Citing a Deloitte report from 2018, the Republic, according to Bloomberg, was also ranked “Asia’s most competitive wealth management center—ahead of Hong Kong and second only to Switzerland globally”.

Government invests into healthcare, biomedicine, and technology startups as a means of boosting Singapore’s economy

In tandem with its vision of a “Smart Nation”, the Singapore Government has “invested billions in nurturing industries such as health care and biomedical sciences, and in creating an attractive environment for technology startups”.

“Since the early 2000s, Singapore has doubled the number of jobs in the biopharmaceutical industry, to more than 6,000, as GlaxoSmithKline, Merck, Roche Holding, and other companies set up local bases,” Bloomberg noted, adding that “None of this is particularly dependent on the health of the stock market”.

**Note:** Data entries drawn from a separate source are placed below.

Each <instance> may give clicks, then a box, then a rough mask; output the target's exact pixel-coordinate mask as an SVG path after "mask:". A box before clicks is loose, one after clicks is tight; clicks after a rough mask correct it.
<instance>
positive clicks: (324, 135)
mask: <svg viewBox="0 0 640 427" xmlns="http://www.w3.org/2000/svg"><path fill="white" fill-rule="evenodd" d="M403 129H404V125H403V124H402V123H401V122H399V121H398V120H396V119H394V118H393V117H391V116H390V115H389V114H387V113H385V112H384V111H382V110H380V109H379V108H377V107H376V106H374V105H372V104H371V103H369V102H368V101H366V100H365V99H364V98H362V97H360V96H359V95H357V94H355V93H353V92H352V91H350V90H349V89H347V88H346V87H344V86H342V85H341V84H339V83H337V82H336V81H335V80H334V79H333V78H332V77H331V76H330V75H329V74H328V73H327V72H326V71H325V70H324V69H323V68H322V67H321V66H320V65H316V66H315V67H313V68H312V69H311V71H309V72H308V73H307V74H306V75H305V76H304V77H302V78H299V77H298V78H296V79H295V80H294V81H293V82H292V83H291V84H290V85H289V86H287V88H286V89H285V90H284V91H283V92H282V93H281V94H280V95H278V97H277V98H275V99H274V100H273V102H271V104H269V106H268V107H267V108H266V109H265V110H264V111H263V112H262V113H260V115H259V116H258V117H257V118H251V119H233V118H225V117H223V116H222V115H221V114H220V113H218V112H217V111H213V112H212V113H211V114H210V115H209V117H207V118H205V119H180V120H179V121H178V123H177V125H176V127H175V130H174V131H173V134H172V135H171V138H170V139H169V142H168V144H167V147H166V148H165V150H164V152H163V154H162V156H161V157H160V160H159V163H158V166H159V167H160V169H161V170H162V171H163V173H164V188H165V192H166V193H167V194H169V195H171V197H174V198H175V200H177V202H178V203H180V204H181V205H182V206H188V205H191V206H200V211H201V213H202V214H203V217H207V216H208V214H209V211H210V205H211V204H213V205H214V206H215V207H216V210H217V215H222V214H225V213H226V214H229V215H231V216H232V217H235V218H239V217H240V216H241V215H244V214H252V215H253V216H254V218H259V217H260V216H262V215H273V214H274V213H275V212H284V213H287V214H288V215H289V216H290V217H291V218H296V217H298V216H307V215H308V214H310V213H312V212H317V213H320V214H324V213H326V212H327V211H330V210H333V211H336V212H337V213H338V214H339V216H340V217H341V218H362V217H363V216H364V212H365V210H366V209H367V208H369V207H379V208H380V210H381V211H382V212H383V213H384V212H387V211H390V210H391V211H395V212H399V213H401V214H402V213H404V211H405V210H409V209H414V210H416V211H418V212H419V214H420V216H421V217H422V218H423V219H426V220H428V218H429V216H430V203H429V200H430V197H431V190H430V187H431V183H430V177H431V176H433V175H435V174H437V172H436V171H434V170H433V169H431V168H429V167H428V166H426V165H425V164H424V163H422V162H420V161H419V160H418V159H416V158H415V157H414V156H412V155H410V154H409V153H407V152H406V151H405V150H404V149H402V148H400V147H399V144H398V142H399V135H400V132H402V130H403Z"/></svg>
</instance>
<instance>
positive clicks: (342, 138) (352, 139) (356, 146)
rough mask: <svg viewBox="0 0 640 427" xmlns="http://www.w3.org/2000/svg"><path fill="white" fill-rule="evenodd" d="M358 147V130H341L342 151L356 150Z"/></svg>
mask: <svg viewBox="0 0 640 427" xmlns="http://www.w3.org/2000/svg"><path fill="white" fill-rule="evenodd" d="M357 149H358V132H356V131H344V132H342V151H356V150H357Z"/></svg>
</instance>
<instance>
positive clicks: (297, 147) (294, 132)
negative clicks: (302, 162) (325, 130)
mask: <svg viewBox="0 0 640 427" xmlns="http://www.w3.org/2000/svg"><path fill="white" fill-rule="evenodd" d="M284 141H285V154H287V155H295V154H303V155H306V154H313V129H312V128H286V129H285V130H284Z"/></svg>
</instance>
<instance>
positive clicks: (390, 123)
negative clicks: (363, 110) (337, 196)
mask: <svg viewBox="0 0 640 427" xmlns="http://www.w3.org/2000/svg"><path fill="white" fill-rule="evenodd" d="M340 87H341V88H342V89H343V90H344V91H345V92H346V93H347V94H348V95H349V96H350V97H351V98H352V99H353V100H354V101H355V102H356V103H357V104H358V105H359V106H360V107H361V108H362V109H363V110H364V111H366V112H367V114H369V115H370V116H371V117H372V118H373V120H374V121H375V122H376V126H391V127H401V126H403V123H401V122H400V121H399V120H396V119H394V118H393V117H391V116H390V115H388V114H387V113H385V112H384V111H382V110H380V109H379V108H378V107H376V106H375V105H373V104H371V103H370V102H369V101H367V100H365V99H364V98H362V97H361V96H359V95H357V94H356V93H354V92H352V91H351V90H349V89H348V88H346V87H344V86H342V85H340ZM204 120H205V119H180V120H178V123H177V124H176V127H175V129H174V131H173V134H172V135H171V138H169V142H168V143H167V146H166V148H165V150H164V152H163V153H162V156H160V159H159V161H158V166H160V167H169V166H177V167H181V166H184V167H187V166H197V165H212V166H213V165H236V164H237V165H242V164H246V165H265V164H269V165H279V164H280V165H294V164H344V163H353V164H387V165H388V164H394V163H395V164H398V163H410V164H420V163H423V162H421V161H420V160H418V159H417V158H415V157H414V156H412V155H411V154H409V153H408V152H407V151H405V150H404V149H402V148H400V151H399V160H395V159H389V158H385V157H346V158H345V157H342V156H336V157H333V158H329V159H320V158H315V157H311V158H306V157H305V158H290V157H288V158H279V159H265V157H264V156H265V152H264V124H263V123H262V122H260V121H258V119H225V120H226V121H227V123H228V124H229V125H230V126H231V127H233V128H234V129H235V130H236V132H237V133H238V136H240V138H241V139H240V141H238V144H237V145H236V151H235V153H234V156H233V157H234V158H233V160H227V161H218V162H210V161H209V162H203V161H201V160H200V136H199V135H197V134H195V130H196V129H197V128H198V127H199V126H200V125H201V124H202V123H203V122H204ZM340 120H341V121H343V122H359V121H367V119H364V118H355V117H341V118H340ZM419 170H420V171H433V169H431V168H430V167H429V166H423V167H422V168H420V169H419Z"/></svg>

Head of Asian research at United First Partners Justin Tang told Bloomberg that “having a sleepy stock market does little to burnish Singapore’s reputation as a financial hub”.

Senior economist at Maybank Kim Eng Research Pte. Chua Hak Bin posited that while “a vibrant capital market is an added advantage or added benefit to the economy,” he argued that “it’s not the only thing”, given other sectors of the economy that are flourishing in the Republic.